The latter of these moments is what Japanese director Masato Harada decided to focus on in his battle epic, Sekigahara. The battle of Sekigahara was fought between the Army of the East, led by Tokugawa Ieyasu and the Army of the West, led by Ishida Mitsunari. The Army of the West won the battle, which led to the political unification of Japan and the Tokugawa shogunate the next 260 years.
Director Masato Harada sat down with Nikkei Voice while he was in Toronto to present the Canadian premiere of Sekigahara at the Toronto Japanese Film Festival on June 16.
Drawn to Ishida, Harada decided to focus on his character’s idealism he had established. The losing side of the battle is a perspective and story that is often looked at, explains Harada.
“I feel like Ishida Mitsunari is a totally misunderstood character, like how I am misunderstood by some of the Japanese. We fought the same kind of battle, a mental battle against society, and so I sympathize with his character,” says Harada. “And that’s one of the major aspects for why I wanted to make this movie.”
If Ishida had won the battle and took power, the national characteristics of Japan would be completely different, explains Harada.
The 68 year old director holds a unique position as a director, he has lived and worked extensively in the United States and Europe, as well as Japan.

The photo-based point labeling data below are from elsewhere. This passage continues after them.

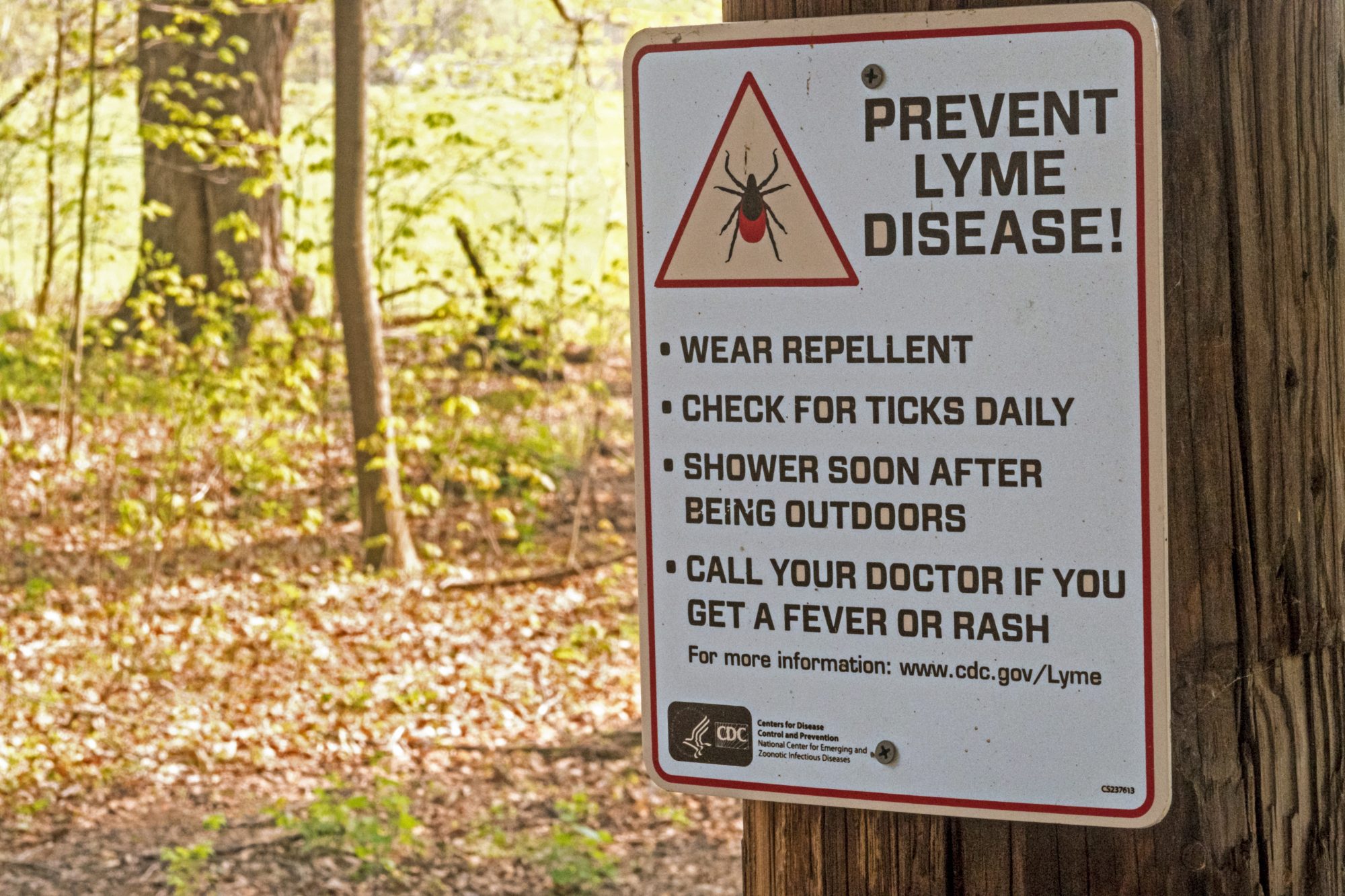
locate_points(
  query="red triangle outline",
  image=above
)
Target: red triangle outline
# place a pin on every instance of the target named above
(849, 280)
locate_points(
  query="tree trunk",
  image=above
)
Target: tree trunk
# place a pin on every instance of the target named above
(1254, 104)
(204, 192)
(59, 67)
(387, 534)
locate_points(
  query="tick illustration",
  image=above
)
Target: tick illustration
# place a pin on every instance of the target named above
(753, 216)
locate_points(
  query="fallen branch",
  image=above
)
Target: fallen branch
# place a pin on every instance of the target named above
(157, 854)
(549, 575)
(611, 745)
(32, 868)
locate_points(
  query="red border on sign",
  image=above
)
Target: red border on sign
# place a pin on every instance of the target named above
(1144, 420)
(662, 282)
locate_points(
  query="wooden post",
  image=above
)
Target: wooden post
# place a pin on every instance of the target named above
(1254, 104)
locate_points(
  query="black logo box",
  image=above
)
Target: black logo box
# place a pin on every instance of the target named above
(712, 733)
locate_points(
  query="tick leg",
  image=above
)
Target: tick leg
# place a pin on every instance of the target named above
(732, 216)
(770, 232)
(774, 158)
(739, 184)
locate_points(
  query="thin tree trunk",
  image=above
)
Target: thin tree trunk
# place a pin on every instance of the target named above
(53, 116)
(388, 537)
(1254, 146)
(77, 317)
(204, 193)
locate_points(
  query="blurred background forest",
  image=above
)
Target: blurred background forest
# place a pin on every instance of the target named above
(223, 671)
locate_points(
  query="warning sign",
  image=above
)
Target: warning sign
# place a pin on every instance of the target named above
(775, 233)
(898, 334)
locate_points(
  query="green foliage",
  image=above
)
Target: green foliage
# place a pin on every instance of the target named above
(576, 854)
(188, 868)
(377, 827)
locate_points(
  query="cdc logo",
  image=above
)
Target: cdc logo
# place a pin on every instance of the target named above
(714, 733)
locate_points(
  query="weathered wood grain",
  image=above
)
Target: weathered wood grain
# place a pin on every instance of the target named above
(1254, 104)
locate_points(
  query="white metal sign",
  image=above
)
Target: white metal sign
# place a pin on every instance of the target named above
(898, 331)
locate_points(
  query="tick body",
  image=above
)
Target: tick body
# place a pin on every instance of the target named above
(753, 216)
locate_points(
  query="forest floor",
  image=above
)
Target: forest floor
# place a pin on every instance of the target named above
(268, 720)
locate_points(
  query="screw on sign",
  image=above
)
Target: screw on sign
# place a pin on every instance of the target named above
(753, 213)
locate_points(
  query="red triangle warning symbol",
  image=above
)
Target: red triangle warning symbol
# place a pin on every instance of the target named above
(754, 220)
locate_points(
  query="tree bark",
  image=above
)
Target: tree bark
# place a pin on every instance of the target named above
(1254, 106)
(201, 193)
(387, 534)
(59, 65)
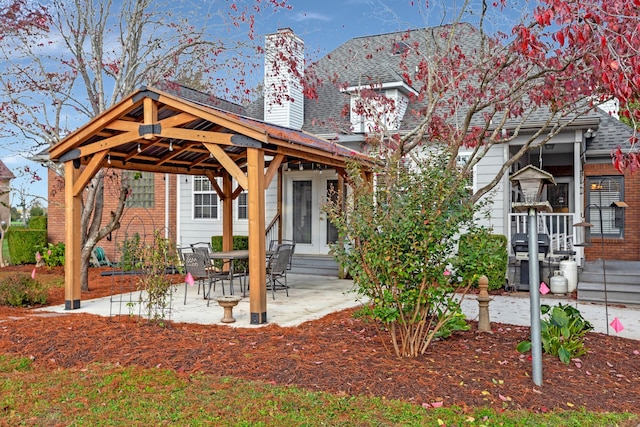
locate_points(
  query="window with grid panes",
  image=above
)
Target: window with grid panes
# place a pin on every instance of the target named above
(243, 212)
(205, 199)
(602, 192)
(142, 189)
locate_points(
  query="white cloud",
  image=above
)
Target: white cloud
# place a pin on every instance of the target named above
(310, 16)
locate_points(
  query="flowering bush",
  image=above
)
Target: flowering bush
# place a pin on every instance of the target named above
(52, 255)
(399, 241)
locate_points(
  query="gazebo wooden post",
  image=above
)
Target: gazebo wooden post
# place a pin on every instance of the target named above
(257, 263)
(227, 213)
(72, 255)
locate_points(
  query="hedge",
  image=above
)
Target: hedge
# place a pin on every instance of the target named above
(239, 243)
(22, 244)
(483, 253)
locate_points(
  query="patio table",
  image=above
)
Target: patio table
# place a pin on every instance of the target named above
(231, 256)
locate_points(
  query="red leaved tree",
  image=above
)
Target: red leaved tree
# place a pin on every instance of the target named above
(65, 63)
(478, 82)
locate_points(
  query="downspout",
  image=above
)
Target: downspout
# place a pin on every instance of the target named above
(166, 205)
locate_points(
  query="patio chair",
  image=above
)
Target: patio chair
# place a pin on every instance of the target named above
(99, 258)
(277, 269)
(273, 244)
(218, 268)
(197, 264)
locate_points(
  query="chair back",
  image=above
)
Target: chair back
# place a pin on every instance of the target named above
(194, 263)
(273, 245)
(280, 259)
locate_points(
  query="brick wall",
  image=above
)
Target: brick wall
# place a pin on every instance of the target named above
(627, 248)
(134, 220)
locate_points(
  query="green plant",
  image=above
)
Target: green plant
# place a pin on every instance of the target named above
(37, 222)
(131, 253)
(51, 254)
(155, 282)
(239, 243)
(482, 253)
(23, 243)
(562, 332)
(21, 290)
(400, 240)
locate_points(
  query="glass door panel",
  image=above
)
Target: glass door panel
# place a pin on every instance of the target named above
(302, 211)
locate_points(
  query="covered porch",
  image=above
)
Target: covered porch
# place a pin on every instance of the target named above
(158, 132)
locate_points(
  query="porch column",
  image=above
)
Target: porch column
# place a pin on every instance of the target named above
(257, 263)
(72, 251)
(227, 213)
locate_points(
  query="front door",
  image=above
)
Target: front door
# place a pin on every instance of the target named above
(305, 194)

He has had the opportunity to observe his home country from a distance. Much of his work has contained strong statements of social commentary on Japan.
As well, influences from great cinema of both Japan and America can be seen in Harada’s films, including Sekigahara. For example, the opening of the film echoes Francis Ford Coppola’s famous film, The Godfather. Opening with a wedding, each of the major characters are introduced in bits and pieces, who Ishida will meet as the story begins to unfolds. As well, Seven Samurai, from Akira Kurosawa contains some of the best battle sequences in cinematic history, says Harada. He turned to the film for inspiration on costume design and to create believable battle scenes.

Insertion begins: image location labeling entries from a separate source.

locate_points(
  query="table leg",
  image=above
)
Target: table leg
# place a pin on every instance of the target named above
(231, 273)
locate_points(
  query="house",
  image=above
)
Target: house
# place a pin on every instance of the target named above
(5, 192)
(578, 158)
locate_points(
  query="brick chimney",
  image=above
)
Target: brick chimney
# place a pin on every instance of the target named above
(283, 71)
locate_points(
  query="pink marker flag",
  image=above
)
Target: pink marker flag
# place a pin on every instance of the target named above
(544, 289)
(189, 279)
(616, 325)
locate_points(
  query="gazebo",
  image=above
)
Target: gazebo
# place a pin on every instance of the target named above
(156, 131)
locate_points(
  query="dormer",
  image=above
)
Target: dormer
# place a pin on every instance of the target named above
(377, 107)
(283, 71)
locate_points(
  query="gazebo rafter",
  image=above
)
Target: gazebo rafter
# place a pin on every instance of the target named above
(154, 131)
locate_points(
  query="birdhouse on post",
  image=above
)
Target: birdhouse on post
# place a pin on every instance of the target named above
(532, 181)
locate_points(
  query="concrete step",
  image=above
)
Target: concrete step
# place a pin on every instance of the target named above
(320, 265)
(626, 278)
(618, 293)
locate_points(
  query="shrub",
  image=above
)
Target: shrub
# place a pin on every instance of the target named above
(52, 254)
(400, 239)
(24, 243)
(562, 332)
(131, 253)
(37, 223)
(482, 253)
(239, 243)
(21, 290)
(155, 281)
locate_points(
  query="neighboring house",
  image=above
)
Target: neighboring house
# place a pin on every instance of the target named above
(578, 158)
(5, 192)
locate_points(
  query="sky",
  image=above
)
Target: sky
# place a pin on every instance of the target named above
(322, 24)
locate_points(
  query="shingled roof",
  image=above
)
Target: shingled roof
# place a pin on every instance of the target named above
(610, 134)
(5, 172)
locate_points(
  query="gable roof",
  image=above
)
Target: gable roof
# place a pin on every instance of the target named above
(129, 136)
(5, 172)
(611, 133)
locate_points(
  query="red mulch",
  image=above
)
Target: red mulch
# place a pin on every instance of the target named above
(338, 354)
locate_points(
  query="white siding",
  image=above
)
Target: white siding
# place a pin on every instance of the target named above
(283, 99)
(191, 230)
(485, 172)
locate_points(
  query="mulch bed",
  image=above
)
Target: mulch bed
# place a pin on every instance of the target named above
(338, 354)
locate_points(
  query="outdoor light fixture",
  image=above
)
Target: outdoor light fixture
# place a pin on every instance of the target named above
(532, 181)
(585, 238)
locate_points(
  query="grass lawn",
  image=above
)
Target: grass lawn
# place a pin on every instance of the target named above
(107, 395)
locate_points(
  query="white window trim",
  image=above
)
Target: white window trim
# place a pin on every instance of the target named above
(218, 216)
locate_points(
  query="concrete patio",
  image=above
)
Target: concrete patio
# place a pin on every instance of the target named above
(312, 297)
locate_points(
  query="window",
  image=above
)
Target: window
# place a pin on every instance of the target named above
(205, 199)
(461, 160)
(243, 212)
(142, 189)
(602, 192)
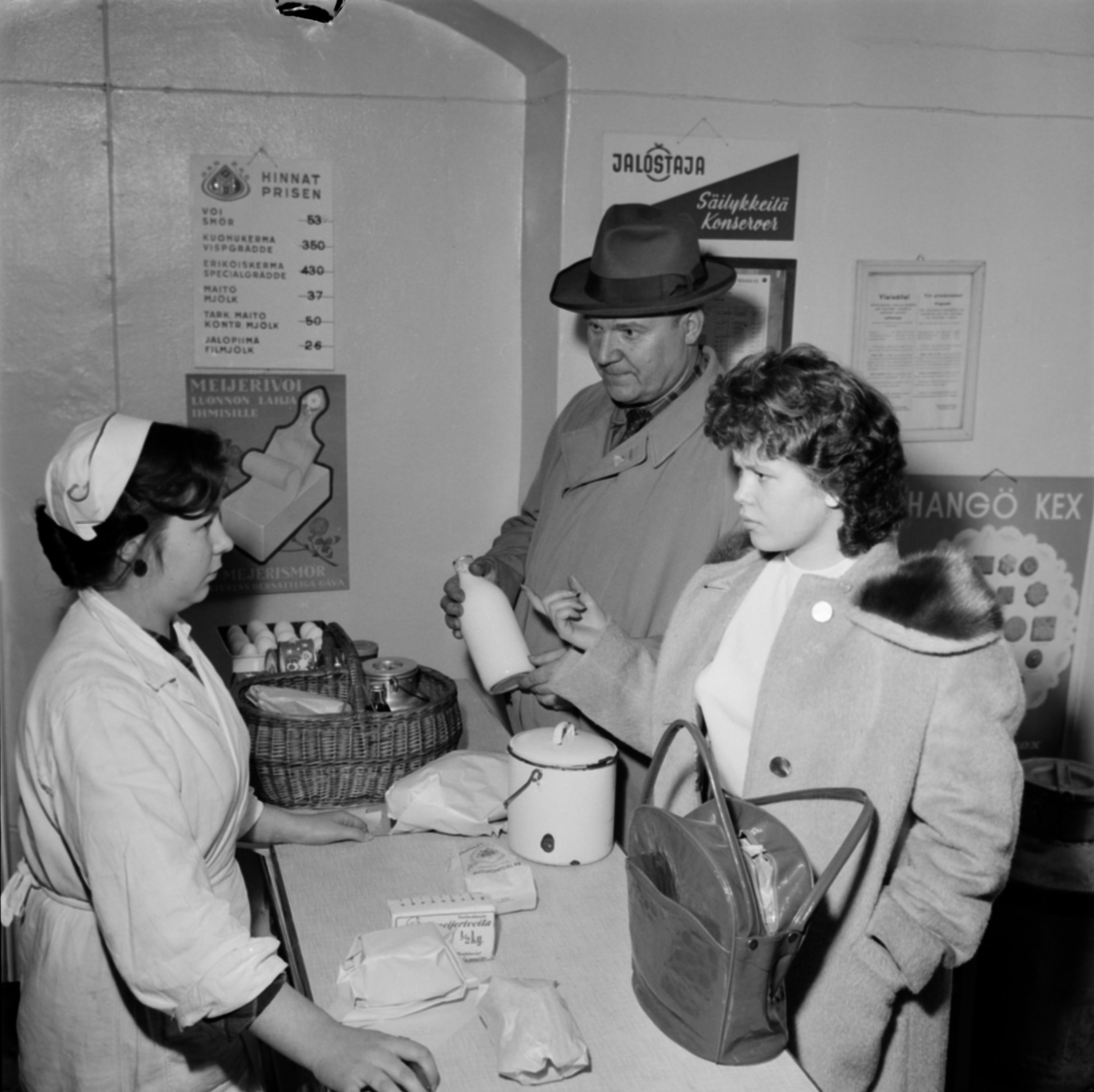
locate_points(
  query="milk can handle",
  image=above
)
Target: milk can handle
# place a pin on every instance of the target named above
(534, 776)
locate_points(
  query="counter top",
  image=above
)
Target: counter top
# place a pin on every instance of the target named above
(577, 937)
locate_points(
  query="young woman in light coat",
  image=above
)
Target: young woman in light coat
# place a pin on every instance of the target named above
(819, 658)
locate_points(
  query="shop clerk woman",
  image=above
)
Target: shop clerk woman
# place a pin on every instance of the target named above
(139, 971)
(820, 658)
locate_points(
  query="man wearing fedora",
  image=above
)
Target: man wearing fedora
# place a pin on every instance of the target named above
(631, 496)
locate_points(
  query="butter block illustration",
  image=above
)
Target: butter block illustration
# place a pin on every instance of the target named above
(285, 486)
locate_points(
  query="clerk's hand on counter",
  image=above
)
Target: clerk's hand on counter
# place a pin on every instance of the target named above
(345, 1060)
(539, 682)
(277, 825)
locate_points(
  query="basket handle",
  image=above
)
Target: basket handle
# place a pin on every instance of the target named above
(721, 807)
(341, 641)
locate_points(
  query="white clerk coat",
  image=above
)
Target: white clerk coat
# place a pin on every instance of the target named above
(133, 776)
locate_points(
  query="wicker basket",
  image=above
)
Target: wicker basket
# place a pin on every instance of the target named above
(351, 759)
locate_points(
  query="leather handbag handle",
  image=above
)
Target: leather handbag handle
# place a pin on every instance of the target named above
(729, 828)
(857, 833)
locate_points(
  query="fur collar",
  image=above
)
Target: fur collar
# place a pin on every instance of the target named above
(939, 593)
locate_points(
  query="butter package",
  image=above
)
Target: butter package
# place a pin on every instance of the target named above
(468, 922)
(492, 871)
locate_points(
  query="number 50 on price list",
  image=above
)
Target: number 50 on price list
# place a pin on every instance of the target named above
(264, 263)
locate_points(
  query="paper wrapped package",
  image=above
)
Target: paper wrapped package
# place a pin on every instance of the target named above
(534, 1032)
(492, 871)
(392, 973)
(461, 793)
(287, 702)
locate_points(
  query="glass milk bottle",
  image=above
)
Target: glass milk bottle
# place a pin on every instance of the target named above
(494, 638)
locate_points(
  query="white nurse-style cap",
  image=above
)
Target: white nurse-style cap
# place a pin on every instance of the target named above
(89, 474)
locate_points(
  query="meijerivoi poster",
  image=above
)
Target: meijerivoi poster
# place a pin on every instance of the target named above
(1030, 538)
(286, 508)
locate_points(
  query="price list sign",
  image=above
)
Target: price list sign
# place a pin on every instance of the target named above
(264, 264)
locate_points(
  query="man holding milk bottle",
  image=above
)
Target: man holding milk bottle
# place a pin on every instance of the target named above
(631, 497)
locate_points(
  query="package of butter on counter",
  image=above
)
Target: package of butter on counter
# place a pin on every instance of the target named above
(467, 921)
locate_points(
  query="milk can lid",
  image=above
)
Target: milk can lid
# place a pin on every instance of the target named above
(563, 748)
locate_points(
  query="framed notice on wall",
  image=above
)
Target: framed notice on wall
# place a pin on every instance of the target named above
(917, 339)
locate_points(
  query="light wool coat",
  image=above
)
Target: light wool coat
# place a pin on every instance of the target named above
(893, 680)
(633, 525)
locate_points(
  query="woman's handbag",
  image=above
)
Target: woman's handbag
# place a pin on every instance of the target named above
(719, 901)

Harada has directed 23 films, and describes himself as an old school director. His distinct style is deeply influenced by his mentor, director Howard Hawks (Rio Bravo, Scarface, His Girl Friday). After meeting Hawks in Spain, their friendship continued, and Harada interviewed him for several hours in his home in Palm Springs. Recording the interview, Harada has said he still refers the tape for guidance.
“Howard Hawks always respected strong female characters,” says Harada.
Unlike the book, written by Ryotaro Shiba, which Sekigahara is based off of, Harada wanted to focus on the influences and actions of women during the Sekigahara battle. While researching the battle, Harada discovered that Ishida’s right hand general, Sakon Shima’s wife, Hanano was an accomplished doctor. During the battle, Hanano and her sons worked on the front lines as a hospital doctor, and had to escape the battlefield when the Army of the East lost the battle.
“I wanted to show that discovery of the history from the losing side, and that’s one of the most important elements of this movie,” says Harada. “Just don’t use any clichéd images of women from that era, but somebody new and somebody strong, but somebody real at the same time.”
Harada based other female characters, like ninja Hatsume, off some of the characters in Shiba’s short stories about the 16th and 17th centuries. Stories of characters that are unknown draw Harada in, he explains. They are stories he wants to teach his audiences, to open their minds on stories that they think they already know.
Harada was awarded the Special Director’s Award at the Toronto Japanese Film Festival on June 13 for Sekigahara, and stayed after the film screening to answer audience questions.